The current swell has people like Y Combinator’s President, Sam Altman, saying, “seed money is so easy to raise in the current environment that founders assume they can just raise more money whenever they want.”¹
I have personally witnessed relatively quick Seed funding for concepts stage startups. A moment of intellectual pause on behalf of the new mass of investors would clearly scream that there is no path toward a return, much less the multi-X returns that serious Angels and VCs seek.
What an amazing time to start a business! Anything goes! This is great!…isn’t it?
The current startup environment reminds me of modern youth sports. The days of recognizing talent and hard work as a way to set yourself apart are diminishing. Parents and athletic clubs alike seek to shield fledgling athletes from the pain of defeat. We want every child to feel like a winner who’s dreams can come true (no matter how unrealistic). We prop up this misplaced confidence with useless accolades like participation awards. From the outside looking in, we all know these kids will face heartbreak sooner or later, yet we allow this mental misstep to continue.
In much the same way, Seed funding has become the “participation award” of startups.
For many, the reality check presents itself like a brick wall when they run out of that initial free-flowing cash and move to Series A startup funding. At that point, investors are of a different caliber. You have to prove your ideas. The path to a clear and substantial return must be significant. Due Diligence is demanding. Entrepreneurs are put to the test. However, with the massive influx of companies coming off Seed stage funding, most fail to raise the capital needed to move forward.
This reality propels a new set of challenges to the serious entrepreneur seeking Series A startup funding.
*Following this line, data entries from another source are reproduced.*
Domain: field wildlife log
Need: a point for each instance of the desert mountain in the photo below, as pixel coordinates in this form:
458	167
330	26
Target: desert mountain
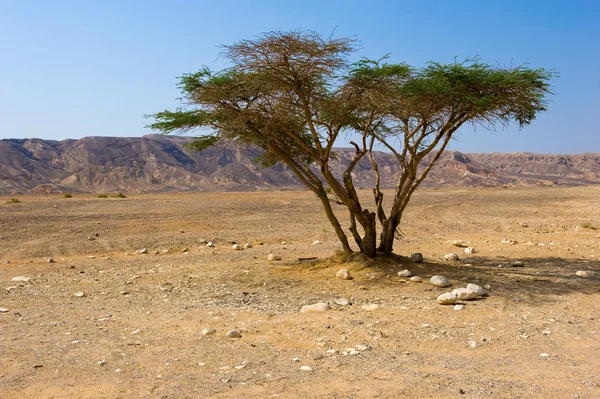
158	163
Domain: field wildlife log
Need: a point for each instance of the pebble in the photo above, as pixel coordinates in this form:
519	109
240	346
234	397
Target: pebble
317	307
343	274
372	306
448	298
272	257
342	302
404	273
233	334
416	257
464	294
439	281
208	331
451	257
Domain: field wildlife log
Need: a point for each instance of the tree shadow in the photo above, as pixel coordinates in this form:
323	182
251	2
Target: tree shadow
539	280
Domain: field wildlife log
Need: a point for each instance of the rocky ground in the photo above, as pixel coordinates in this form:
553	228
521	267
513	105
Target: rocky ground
106	321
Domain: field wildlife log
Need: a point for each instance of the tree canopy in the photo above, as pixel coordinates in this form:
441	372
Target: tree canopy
295	94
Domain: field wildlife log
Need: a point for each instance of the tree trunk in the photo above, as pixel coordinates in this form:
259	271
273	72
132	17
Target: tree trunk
334	222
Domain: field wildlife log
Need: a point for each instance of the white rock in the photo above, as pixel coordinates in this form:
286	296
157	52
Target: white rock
342	302
451	257
439	281
479	290
272	257
585	273
416	257
464	294
317	307
448	298
372	306
343	274
208	331
233	334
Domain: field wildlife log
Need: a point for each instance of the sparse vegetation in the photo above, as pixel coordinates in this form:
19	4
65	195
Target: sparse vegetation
293	94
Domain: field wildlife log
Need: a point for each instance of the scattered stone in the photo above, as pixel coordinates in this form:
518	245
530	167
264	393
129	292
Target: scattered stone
459	243
439	281
416	257
585	273
342	302
208	331
464	294
479	290
448	298
451	257
372	306
233	334
343	274
317	307
272	257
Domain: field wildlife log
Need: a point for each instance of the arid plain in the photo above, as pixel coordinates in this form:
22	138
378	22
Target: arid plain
134	330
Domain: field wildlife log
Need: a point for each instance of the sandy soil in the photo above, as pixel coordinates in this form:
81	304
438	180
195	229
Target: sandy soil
137	331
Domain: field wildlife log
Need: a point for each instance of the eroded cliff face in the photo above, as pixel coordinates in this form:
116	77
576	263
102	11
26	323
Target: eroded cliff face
157	163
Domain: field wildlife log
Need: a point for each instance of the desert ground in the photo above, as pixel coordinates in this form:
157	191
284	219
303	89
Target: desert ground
105	321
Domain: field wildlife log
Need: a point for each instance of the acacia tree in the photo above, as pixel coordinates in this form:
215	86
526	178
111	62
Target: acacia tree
293	94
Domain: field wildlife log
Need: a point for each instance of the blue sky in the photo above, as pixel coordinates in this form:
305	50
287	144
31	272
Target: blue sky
71	69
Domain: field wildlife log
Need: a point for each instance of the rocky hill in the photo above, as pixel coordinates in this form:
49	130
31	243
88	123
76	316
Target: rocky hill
157	163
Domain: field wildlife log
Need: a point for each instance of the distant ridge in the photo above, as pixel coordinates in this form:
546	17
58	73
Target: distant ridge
156	163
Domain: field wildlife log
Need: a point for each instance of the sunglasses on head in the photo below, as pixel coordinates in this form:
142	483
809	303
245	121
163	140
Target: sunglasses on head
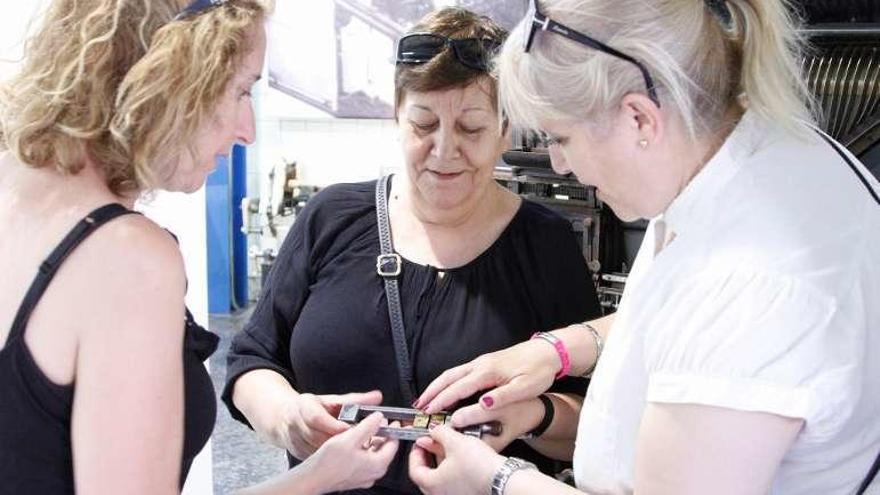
420	48
198	6
540	22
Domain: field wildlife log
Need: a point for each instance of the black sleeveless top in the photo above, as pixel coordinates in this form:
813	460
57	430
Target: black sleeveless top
35	447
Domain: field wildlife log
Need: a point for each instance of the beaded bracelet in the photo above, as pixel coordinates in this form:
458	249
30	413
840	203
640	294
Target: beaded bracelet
560	350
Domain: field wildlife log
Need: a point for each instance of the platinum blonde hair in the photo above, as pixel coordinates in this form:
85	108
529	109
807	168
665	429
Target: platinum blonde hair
701	69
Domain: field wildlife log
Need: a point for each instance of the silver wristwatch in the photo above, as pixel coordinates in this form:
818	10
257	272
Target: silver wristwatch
502	476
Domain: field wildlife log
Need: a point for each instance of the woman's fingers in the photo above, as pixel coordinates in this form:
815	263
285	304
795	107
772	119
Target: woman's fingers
440	383
316	417
480	377
518	389
420	467
474	414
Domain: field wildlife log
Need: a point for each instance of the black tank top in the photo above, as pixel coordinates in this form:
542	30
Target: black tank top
35	448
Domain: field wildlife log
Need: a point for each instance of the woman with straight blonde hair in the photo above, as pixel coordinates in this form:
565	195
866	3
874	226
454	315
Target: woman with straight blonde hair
101	365
744	358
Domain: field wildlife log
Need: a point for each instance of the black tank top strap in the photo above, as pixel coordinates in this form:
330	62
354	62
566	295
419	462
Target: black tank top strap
50	266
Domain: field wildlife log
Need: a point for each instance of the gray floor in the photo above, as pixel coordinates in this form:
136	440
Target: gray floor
240	459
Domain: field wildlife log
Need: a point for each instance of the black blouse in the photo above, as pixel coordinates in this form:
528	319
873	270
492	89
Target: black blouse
322	320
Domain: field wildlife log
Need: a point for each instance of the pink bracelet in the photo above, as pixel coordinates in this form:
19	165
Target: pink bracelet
560	350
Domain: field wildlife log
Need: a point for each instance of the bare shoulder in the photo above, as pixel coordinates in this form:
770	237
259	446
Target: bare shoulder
132	274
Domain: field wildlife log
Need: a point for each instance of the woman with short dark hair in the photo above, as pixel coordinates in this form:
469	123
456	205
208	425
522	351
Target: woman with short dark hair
478	269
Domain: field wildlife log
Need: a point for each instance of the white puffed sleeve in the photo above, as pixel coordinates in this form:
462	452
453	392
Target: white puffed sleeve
755	342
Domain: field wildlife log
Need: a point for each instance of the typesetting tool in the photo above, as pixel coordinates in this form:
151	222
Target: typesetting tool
413	423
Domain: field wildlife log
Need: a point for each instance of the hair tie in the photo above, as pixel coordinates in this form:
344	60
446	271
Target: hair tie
721	11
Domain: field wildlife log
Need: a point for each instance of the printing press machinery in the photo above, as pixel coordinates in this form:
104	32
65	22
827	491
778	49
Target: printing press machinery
842	71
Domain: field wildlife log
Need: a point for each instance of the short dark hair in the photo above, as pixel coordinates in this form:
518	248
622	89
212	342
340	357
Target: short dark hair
445	71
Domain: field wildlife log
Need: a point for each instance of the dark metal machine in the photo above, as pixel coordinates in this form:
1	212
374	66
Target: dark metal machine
842	70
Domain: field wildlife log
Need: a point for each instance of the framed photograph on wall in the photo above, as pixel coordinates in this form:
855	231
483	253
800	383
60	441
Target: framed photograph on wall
338	55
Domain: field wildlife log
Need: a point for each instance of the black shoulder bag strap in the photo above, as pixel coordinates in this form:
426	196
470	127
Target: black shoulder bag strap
388	265
872	473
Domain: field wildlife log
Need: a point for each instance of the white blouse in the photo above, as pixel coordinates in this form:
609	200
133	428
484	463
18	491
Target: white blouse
757	290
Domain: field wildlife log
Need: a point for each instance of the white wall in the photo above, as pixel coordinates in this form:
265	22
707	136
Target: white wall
328	150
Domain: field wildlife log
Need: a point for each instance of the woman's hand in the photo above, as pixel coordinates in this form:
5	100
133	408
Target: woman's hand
467	465
351	460
354	459
309	421
516	419
520	372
All of the traditional challenges remain, but they are compounded by the fact that there are now 4 times as many start-ups seeking that next level of funding. And, while Seed funding has exploded, the amount of money funneling into the Series A stage has remained relatively steady. This means that successfully moving forward requires more than your “A” game. It requires clear focus and the ability to target the right investors at the right time. It also means that you need to understand what these investors are looking for and come to the table prepared to pass Due Diligence.
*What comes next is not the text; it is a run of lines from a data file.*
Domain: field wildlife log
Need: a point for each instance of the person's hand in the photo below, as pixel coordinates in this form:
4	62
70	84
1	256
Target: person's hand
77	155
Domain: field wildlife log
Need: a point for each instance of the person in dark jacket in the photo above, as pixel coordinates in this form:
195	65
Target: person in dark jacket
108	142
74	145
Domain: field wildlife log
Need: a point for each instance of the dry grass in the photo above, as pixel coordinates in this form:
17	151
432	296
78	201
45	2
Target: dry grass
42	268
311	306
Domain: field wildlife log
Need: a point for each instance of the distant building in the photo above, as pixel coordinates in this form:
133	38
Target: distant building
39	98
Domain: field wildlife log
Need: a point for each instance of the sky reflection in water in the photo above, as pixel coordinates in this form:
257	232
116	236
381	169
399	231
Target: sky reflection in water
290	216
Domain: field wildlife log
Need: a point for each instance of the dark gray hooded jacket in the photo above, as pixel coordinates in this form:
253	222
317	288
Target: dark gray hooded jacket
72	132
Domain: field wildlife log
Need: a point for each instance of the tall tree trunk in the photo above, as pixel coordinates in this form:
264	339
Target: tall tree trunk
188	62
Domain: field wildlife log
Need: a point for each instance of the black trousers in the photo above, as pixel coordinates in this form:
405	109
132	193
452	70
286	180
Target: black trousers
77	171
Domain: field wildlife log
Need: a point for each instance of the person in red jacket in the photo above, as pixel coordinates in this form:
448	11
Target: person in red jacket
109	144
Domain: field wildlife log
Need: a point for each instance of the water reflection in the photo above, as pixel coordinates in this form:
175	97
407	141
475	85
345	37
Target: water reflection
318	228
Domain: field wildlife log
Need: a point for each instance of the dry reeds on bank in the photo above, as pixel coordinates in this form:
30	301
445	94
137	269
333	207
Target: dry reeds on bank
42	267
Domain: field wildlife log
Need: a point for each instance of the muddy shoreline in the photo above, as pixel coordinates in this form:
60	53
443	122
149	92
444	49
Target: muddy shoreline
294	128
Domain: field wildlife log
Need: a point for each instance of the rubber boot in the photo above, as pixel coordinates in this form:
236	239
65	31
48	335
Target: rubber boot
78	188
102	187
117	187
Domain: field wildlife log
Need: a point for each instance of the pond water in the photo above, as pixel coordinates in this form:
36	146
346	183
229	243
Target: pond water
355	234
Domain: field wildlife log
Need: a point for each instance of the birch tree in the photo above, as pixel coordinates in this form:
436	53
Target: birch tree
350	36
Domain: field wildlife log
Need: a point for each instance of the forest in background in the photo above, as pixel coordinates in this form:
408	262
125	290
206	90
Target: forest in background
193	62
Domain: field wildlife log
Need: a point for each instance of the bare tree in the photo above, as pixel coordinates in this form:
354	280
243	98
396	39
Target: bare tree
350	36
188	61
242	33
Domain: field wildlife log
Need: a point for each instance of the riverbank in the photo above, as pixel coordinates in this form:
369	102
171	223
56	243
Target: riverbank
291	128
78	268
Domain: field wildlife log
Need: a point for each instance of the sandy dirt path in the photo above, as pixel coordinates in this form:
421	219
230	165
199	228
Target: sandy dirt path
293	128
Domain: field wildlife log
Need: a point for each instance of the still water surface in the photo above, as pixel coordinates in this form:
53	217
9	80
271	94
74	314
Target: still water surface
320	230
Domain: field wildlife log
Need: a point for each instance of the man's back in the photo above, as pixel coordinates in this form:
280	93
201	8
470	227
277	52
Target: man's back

While getting started is easier than ever, ultimate success is tougher than ever.
If you are serious, I want you to succeed, and here’s why. I am an Angel investor trying to wade through the explosion of startup companies seeking next-level funding. In fact, every member of the FundingSage team is an Angel investor. Each of us has also been involved in multiple startup ventures. We’ve had many successes and have every intention of building on that success. We want to see great startups achieve bountifully because their success lends to our success.
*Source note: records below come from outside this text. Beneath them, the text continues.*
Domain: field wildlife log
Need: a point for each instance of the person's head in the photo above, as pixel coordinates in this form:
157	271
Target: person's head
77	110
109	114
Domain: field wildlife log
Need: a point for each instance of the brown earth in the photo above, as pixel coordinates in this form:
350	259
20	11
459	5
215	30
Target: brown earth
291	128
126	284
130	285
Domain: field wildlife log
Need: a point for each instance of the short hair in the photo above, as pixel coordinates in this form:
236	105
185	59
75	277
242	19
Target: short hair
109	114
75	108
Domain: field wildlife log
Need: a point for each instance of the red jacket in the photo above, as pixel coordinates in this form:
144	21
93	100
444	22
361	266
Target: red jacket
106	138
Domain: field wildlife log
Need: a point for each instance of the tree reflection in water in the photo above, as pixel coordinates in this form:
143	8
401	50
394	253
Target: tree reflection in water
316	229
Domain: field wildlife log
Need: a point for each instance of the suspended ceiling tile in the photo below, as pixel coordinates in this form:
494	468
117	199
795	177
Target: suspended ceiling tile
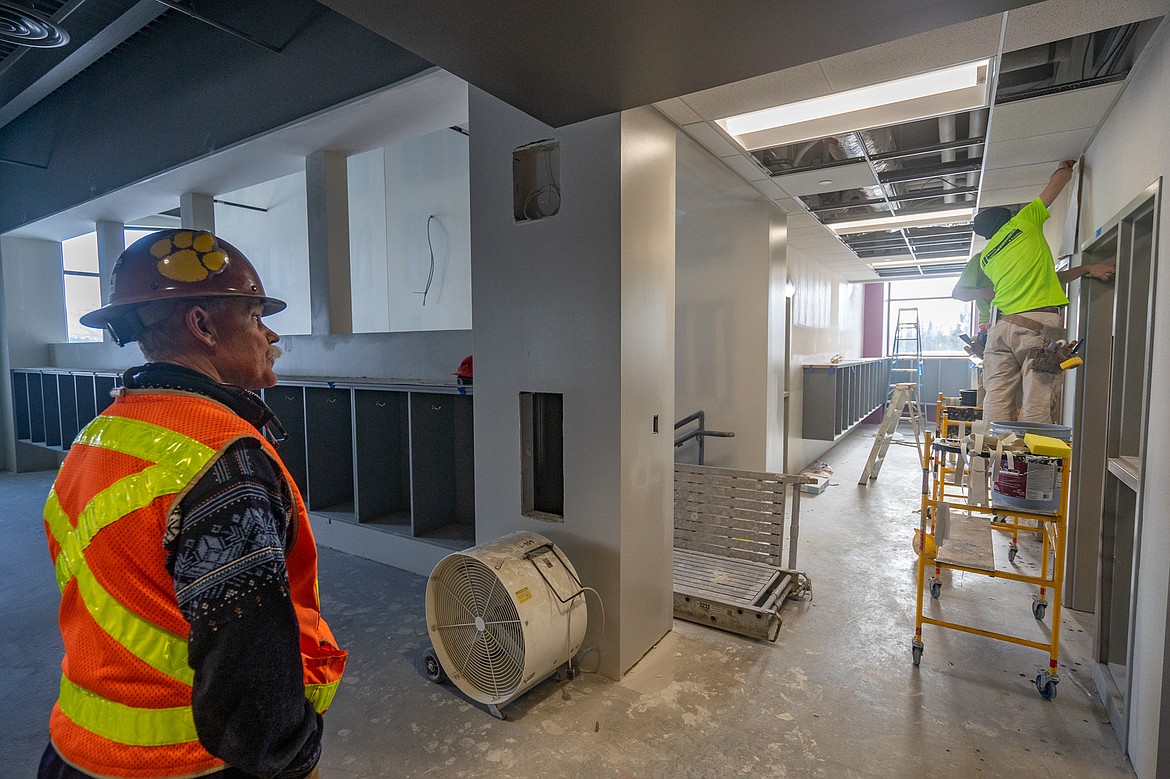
1009	195
803	219
972	40
1021	176
745	167
778	88
678	111
768	188
791	206
1073	110
1021	151
1055	20
711	138
806	234
844	177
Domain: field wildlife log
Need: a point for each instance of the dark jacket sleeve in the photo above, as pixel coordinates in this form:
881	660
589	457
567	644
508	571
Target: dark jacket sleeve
227	560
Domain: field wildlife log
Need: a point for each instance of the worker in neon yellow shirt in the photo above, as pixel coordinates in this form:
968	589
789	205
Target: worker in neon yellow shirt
1029	295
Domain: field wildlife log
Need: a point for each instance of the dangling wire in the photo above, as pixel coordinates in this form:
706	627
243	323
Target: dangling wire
432	249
Serious investors like ourselves are excited to back companies with a great team, a great plan, a great strategy, and a willingness to put in the sweat to make it happen. Sadly, we have found that many startups are unable to put a strategy together that allows them to prepare and target higher-level funding mechanisms effectively.
That’s why we created FundingSage. If you have what it takes, we want you to be successful – your success translates to our success. As Seneca said, “Luck is what happens when preparation meets opportunity,” – good luck.